Here are the results of the prediction:
Image | Prediction |
---|---|
Wild animals crossing | Stop |
Road work | Road work |
Children crossing | Children crossing |
Speed limit (30km/h) | Speed limit (30km/h) |
Stop | Stop |
The accuracy on new images is 80% as compared to 93.4% on test set. This is basically because it failed to classify the Wild animal crossing sign (1/5). There were two reasons for that:
- I used a different animal sign than the training set. I found it from web with a bull instead of a deer.
- The image was tilted a lot and I did not train on that much rotation.
However even when we look at the top 5 softmax probabilities of the misclassified sign below, the correct sign does not appear: which seems to be an issue because the correct prediction should have higher probability than Stop sign or Priority road. Also the top prediction it makes is that of a Stop sign with 87% probability which does not resemble the original sign even in shape (its an octagone instead of triangle). In all the other images, it does not make any prediction that differs in shape from the original picture even in image 5 (stop sign) which is slightly tilted. My guess is that the training was sensitive to large variations in shape and since the triangular shape was tilted a lot, so the model could not even predict the shape correctly.
3. Describe how certain the model is when predicting on each of the five new images by looking at the softmax probabilities for each prediction. Provide the top 5 softmax probabilities for each image along with the sign type of each probability. (OPTIONAL: as described in the “Stand Out Suggestions” part of the rubric, visualizations can also be provided such as bar charts)
The code for making predictions on my final model is located in the 11th cell of the Ipython notebook.
For the first image, the model is not sure that this is a wild animal sign. It predicts a Stop sign.
Probability | Prediction |
---|---|
.87 | Stop |
.10 | Bicycles crossing |
.01 | Priority Road |
.01 | Children crossing |
.01 | Dangerous curve to the right |
For the second image, the model is relatively sure that this is a Road work sign (probability of 1), and the image does contain a Road work sign. The top five soft max probabilities were
Probability | Prediction |
---|---|
1.0 | Road work |
.00 | Double curve |
.00 | Wild animals crossing |
.00 | Traffic signals |
.00 | Bicycles crossing |
For the third image, the model is relatively sure that this is a Children crossing sign (probability of 1), and the image does contain a Children crossing sign. The top five soft max probabilities were
Probability | Prediction |
---|---|
1.0 | Children crossing |
.00 | Slippery Road |
.00 | Bicycles crossing |
.00 | Road narrows to the right |
.00 | Dangerous curve to the right |
For the fourth image, the model is relatively sure that this is a Speed limit (30km/h) (probability of 1), and the image does contain a Speed limit (30km/h) sign. The top five soft max probabilities were (notice that all are speed limit signs)

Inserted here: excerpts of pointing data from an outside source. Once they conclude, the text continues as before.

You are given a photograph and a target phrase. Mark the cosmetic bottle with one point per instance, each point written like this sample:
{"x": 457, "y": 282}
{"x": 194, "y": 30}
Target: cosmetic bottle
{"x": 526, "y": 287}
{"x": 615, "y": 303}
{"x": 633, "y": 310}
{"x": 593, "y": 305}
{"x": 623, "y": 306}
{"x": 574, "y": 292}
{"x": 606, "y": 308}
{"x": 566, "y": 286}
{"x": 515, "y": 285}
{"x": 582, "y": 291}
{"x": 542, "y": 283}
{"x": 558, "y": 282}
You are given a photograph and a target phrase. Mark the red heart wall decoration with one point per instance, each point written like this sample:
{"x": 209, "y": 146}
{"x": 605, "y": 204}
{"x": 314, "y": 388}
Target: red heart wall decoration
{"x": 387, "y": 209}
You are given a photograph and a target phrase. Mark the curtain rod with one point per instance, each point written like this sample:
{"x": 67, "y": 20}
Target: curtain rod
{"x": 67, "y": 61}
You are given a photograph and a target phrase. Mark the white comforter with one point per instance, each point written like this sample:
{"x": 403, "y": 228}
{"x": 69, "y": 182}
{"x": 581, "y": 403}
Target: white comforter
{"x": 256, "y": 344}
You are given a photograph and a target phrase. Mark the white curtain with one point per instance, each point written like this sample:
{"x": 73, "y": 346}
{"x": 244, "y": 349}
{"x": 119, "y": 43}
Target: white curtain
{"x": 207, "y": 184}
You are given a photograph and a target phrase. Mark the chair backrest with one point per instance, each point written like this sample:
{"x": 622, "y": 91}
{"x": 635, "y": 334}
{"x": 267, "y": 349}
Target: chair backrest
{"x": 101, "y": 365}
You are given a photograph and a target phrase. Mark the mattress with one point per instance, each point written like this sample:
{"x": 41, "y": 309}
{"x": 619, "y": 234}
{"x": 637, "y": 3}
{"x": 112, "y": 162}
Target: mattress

Probability | Prediction |
---|---|
1.0 | Speed limit (30km/h) |
.00 | Speed limit (50km/h) |
.00 | Speed limit (70km/h) |
.00 | Speed limit (60km/h) |
.00 | Speed limit (80km/h) |
For the fifth image, the model is relatively sure that this is a Stop (probability of 1), and the image does contain a Stop sign. The top five soft max probabilities were
Probability | Prediction |
---|---|
1.0 | Stop |
.00 | Speed limit (80km/h) |
.00 | No vehicles |
.00 | No entry |
.00 | Speed limit (30km/h) |
Step 4: Visualize the Neural Network’s State with Test Images
Here is the feature map output of the first convolutional layer for the first three images in my test set.
(Optional) Visualizing the Neural Network
1. Discuss the visual output of your trained network’s feature maps. What characteristics did the neural network use to make classifications?
The images above show the first layer of the network which shows the edges of the signs. I could not visualize the deeper layers of the network so could not understand more advanced features.